Supel pandai bergaul dan dermawan, itulah Alira."Nanti pulang sekolah, kita pergi ke mall, aku yang traktir."
*
Alur yang berjalan dengan berbeda. Kala Edward berjalan dengan Rachel menuju tempat parkir yang cukup ramai.
Seseorang menghentikan langkah mereka. Cartier, dialah yang membuat langkah mereka terhenti. Rachel memilin jemarinya terlihat ketakutan.
"Bisa aku bicara dengan Rachel? Aku ingin mengembalikan buku miliknya." Ucap Cartier, tersenyum di hadapan kedua orang siswa tersebut, membawa sebuah buku yang sempat ditinggalkan Rachel di tangga darurat. Buku tentang sistem pernapasan manusia.
"Lebih baik bicara denganku saja. Baru beberapa jam aku meninggalkan adikku, banyak masalah yang mendatanginya." Edward menghela napas kasar.
"E... Edward! Ini masalah diantara kami." Ucap Rachel berusaha tersenyum. Masalah dimana dirinya mengintip guru yang tengah berpacaran.
"Tidak! Kamu tunggu disini!" Edward tersenyum mengacak-acak rambut Rachel. Kemudian berjalan meninggalkannya, diikuti sang guru muda.
Rachel menelan ludahnya kasar. Dirinya harus menjaga Edward, karena itu dirinya mengikuti diam-diam dari jauh. Tempat yang sepi di sudut sekolah, mengingat sebagian besar siswa sudah pulang.
Tidak ingin ada adegan sadis sama sekali. Namun, apa yang mereka bicarakan tidak terdengar.

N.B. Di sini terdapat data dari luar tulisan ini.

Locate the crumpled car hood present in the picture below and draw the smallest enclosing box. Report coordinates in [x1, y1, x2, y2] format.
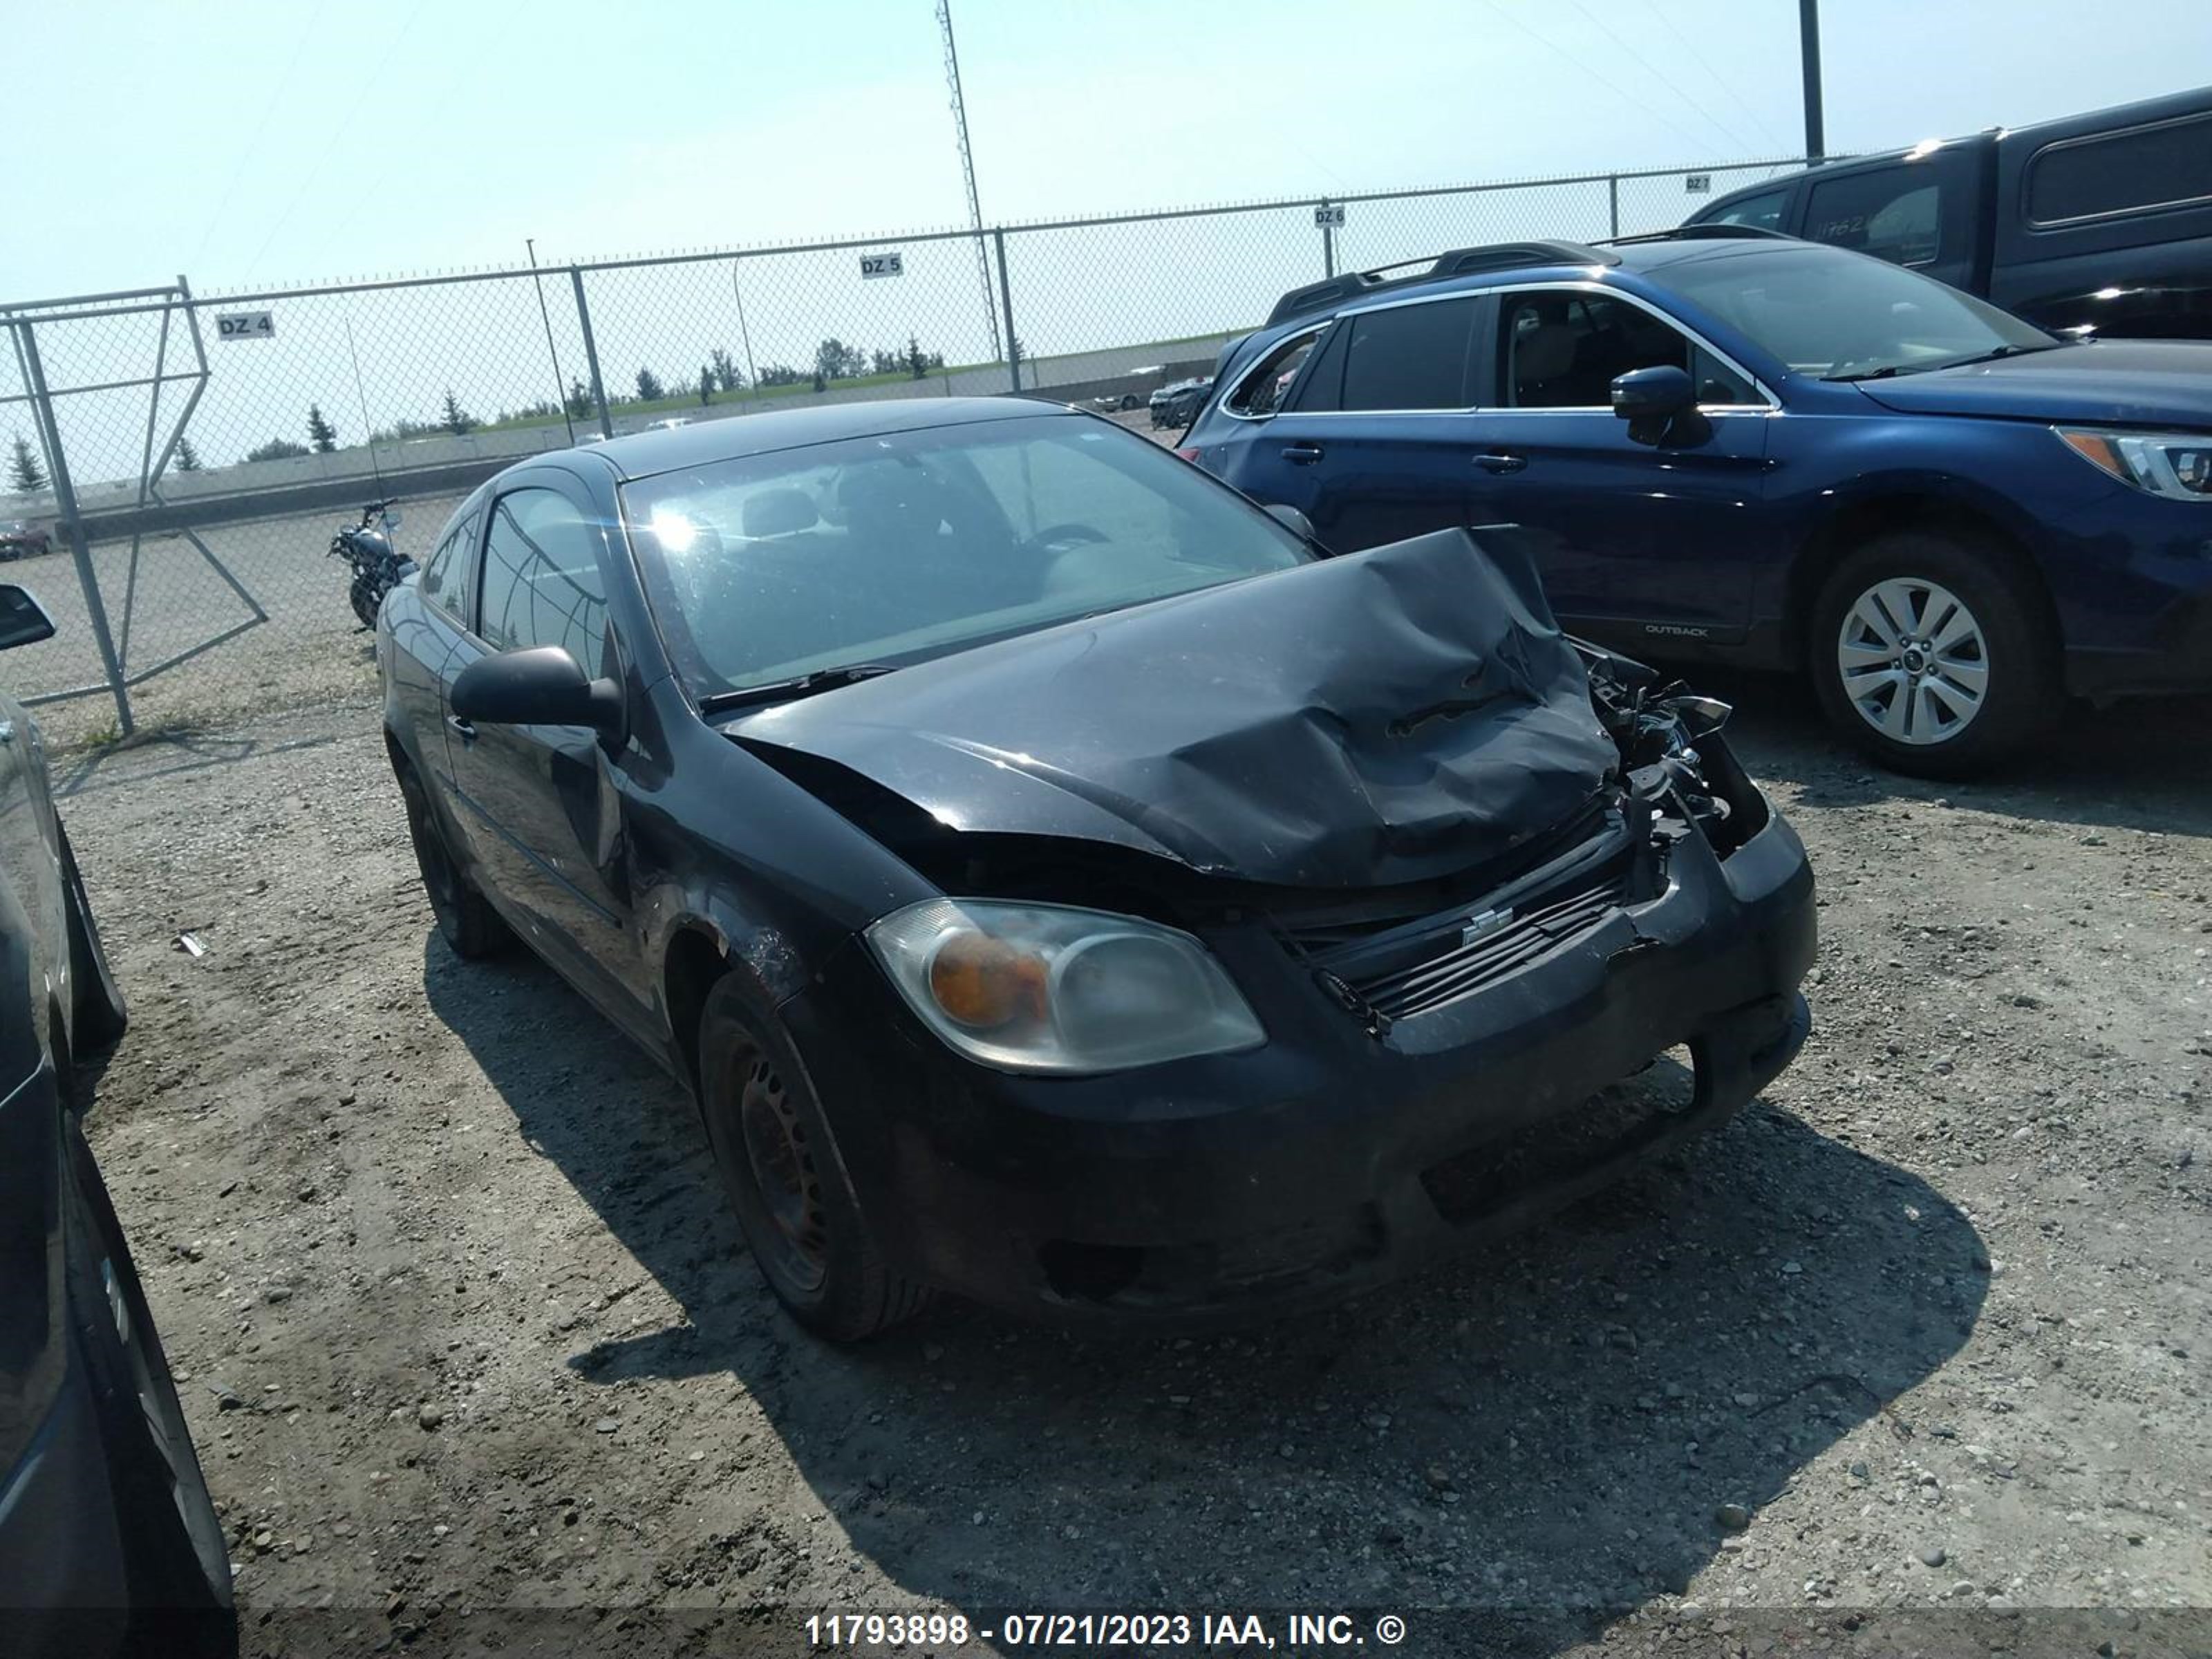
[727, 528, 1618, 888]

Beberapa siswa dari tim basket yang kebetulan lewat juga ikut menghentikan langkah mereka. Sama seperti Rachel hanya mengamati dari jauh.
Pembicaraan yang tenang pada awalnya. Hingga Edward terlihat menarik kerah pakaian sang guru. Menghela napas pria yang dijuluki pangeran es itu terlihat lebih tenang.
Apa yang mereka bicarakan? Entahlah.
Memang perdebatan sepertinya kembali terjadi. Tapi sepertinya itu berakhir dengan ancaman dari Edward. Berjalan meninggalkan sang guru.
Kemudian menarik jemari tangan Rachel pergi. Sedangkan Rachel melihat ke arah belakang. Sang guru masih berdiri di tempatnya.
Apa yang terjadi? Entahlah, Rachel tidak menyadari noda darah akan terlihat keesokan harinya.